We’ll add a function to handle this conversion. Place this function at the top of your script, before making any requests:
# Function to convert shorthand numbers like 3.5M → 3,500,000
def convert_to_number(s):
num, suffix = re.match(r"([\d\.]+)([BMK]?)", s).groups()
return float(num) * {"B": 1e9, "M": 1e6, "K": 1e3}.get(suffix, 1)
Then, below the domain extraction code, extract and convert the total visits:
# Extract total visits
total_visits_str = soup.find("p", class_="wa-summary__engagement-value").get_text(strip=True)
total_visits_num = convert_to_number(total_visits_str)
# Remove trailing .0 if the number is whole
total_visits = int(total_visits_num) if total_visits_num.is_integer() else total_visits_num
# Add to the bottom of your code
print("Total Traffic (last month):", total_visits)
This will print out total visits as a whole number.
Traffic Change
The traffic change percentage shows whether the domain’s traffic increased or decreased compared to last month.
The issue here is that the selector for this element changes depending on whether the change is positive or negative:
- If the traffic increased, the class name contains
"app-parameter-change--up"
. - If the traffic decreased, the class name contains
"app-parameter-change--down"
.
Since we can’t rely on a fixed class name, we:
- Find the container that holds the traffic change percentage.
- Search for any
<span>
tag with a class that starts with"app-parameter-change app-parameter-change--"
(this covers both increases and decreases). - Determine if the number is positive or negative by checking if
"change--down"
is in the class list.
Add this below the total visits extraction:
# Extract traffic change
engagement_list = soup.find("div", class_="engagement-list")

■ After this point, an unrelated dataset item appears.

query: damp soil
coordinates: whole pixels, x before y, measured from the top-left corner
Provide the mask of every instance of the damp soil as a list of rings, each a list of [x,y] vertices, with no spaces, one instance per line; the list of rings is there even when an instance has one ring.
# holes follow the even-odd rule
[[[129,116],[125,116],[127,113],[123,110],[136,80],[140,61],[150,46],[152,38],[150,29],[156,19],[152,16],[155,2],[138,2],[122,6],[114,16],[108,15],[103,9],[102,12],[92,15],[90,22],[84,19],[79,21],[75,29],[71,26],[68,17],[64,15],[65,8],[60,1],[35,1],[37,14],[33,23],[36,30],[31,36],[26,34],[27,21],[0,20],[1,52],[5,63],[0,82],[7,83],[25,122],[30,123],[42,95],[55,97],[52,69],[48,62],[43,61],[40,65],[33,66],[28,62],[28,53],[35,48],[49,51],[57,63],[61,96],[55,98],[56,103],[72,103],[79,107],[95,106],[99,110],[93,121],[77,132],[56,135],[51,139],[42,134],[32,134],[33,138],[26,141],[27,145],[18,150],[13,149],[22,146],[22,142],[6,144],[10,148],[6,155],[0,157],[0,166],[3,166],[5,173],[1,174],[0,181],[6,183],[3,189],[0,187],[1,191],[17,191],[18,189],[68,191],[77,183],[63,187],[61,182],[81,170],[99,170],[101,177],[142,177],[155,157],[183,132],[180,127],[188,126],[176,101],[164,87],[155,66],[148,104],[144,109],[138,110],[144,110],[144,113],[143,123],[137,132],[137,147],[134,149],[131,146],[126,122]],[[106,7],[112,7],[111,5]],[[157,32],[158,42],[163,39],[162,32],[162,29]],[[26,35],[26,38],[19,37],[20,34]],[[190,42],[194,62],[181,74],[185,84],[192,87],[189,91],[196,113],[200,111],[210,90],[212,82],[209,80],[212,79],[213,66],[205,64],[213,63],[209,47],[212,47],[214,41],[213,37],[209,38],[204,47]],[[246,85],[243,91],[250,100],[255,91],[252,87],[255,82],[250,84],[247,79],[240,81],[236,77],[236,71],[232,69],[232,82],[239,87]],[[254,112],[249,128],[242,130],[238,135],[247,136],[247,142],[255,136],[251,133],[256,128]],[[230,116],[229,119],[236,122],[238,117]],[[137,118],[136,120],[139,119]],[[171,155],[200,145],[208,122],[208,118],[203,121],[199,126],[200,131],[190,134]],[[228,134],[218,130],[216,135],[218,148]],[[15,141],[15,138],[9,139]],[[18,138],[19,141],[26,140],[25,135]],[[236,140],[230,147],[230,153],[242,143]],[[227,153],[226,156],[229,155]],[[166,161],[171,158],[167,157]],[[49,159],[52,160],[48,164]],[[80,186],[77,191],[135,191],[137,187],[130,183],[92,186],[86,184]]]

change_elem = engagement_list.find(
"span",
class_=lambda c: c and c.startswith("app-parameter-change app-parameter-change--")
)
raw_change = change_elem.get_text(strip=True)
# Determine if it's a positive or negative change, add - if it's negative
classes = " ".join(change_elem["class"])
prefix = ("-" * ("change--down" in classes)) + ("+" * ("change--up" in classes))
traffic_change = prefix + raw_change
# Add to the bottom of your code
print("Traffic Change (vs. last month):", traffic_change)
This will print out traffic change compared to previous month in percentage, and if the change is negative it will put a - as a prefix.
Scraping Organic vs. Paid Traffic
Similarweb breaks down traffic sources into organic (search traffic that comes naturally) and paid (traffic from ads).
This gives a clear picture of how a website gets its visitors and whether it relies on SEO or paid campaigns, which can help you understand how their operations are built and where their resources are flowing towards.
These values are displayed as percentages and can be found inside specific <div>
elements:
- Organic traffic percentage is inside a div with a class containing
"wa-keywords__organic-paid-legend-item--organic"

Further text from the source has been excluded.